4.15 Inhomogeneities
Allowing for inhomogeneities inevitably means taking a big step from finitely many degrees of freedom
to infinitely many ones. There is no straightforward way to cut down the number of degrees of freedom to
finitely many ones while being more general than in the homogeneous context. One possibility would be to
introduce a small-scale cutoff such that only finitely many wave modes arise, e.g., through a lattice, as is
indeed done in some coherent state constructions [269]. This is in fact expected to happen in a discrete
framework such as quantum geometry, but would, at this stage of defining a model, simply be introduced by
hand.
For the analysis of inhomogeneous situations there are several different approximation schemes:
- Use only isotropic quantum geometry and in particular its effective description, but couple it
to inhomogeneous matter fields. Some problems to this approach include backreaction effects
that are ignored (which is also the case in most classical treatments) and that there is no direct
way to check modifications used, in particular for gradient terms of the matter Hamiltonian.
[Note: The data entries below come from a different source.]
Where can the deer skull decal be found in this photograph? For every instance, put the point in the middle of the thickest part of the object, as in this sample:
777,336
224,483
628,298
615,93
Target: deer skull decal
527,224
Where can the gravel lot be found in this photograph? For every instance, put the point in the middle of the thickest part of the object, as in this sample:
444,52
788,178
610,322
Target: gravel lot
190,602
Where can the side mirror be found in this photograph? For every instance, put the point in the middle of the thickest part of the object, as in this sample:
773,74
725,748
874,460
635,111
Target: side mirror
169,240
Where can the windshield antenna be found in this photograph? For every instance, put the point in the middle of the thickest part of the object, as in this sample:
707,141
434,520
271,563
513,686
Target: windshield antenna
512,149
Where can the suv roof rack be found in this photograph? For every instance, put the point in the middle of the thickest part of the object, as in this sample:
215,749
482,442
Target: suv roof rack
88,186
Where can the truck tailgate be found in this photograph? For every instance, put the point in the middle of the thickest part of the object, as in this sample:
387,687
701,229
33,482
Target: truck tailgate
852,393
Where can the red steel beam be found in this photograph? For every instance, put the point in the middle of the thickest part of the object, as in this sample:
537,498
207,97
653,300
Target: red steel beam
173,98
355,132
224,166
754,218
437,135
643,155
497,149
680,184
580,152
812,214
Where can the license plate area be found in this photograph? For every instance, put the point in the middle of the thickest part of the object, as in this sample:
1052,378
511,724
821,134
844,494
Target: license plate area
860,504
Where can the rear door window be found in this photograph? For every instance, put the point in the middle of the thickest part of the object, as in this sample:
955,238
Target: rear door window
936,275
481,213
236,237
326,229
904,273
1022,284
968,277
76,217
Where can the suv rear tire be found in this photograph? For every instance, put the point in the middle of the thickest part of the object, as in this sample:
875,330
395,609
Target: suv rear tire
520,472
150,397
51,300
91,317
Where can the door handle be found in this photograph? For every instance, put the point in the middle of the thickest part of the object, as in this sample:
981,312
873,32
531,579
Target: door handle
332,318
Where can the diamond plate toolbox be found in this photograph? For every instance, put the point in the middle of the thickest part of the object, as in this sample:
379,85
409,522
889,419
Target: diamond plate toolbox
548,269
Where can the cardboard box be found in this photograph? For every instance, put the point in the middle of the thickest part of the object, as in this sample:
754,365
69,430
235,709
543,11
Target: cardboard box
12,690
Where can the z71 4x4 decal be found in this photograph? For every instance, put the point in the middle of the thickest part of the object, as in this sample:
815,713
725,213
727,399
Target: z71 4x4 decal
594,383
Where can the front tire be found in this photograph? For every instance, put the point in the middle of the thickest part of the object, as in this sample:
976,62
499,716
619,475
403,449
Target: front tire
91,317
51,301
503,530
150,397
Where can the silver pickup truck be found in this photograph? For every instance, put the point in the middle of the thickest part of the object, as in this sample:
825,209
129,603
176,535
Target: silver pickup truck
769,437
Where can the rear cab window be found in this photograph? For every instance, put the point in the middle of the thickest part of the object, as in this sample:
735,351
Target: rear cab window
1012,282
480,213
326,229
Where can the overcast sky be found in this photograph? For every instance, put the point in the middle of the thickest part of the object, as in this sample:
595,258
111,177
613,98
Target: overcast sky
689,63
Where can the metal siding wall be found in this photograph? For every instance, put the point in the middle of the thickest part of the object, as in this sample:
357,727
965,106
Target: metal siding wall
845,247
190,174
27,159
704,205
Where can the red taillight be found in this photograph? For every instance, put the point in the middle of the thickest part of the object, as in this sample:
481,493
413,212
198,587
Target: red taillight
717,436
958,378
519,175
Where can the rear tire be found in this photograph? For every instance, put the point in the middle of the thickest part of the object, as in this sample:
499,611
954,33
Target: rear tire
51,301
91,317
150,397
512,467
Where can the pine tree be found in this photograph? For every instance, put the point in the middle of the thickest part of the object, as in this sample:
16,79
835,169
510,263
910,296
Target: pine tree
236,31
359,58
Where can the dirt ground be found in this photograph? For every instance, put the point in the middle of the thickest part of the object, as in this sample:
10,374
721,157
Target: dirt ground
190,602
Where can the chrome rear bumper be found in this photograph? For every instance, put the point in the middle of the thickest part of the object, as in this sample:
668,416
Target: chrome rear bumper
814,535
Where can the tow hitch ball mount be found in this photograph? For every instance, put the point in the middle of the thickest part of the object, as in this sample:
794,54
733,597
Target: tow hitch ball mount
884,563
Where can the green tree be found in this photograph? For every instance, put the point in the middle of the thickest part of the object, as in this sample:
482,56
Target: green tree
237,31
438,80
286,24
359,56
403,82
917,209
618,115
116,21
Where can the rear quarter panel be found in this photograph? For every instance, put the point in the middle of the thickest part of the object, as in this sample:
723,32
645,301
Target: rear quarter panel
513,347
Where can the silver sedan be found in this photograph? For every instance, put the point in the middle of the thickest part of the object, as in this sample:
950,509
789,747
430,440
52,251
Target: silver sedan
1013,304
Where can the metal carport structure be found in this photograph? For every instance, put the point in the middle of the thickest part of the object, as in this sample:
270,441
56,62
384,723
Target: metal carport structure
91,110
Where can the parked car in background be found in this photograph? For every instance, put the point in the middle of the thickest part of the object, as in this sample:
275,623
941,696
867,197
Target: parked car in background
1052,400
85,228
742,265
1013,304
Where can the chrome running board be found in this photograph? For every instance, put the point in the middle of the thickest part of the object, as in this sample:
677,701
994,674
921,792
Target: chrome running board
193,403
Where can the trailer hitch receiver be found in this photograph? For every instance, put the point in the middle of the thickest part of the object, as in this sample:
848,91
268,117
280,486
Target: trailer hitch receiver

So far, this approach has led to a few indications of possible effects.
- Start with the full constraint operator, write it as the homogeneous one plus correction terms
from inhomogeneities, and derive effective classical equations. This approach is more ambitious
since contact to the full theory is realized. Several correction terms for different metric modes
in linearized perturbation theory have been computed [84
, 90
, 91
, 92
], although complete
effective equations are not yet available. These equations already show the potential not only
for phenomenological applications in cosmology but also to test fundamental issues such as the
anomaly problem and covariance; see Section 6.5.4.
- There are inhomogeneous symmetric models, such as the spherically-symmetric one or
Einstein–Rosen waves, which have infinitely many kinematical degrees of freedom but can
be treated explicitly. Contact to the full theory is present here as well, through the
symmetry-reduction procedure of Section 7. This procedure itself can be tested by studying
those models with a complexity between homogeneous ones and the full theory, but results
can also be used for physical applications involving inhomogeneities. Many issues that are of
importance in the full theory, such as the anomaly problem, also arise here and can thus be
studied more explicitly.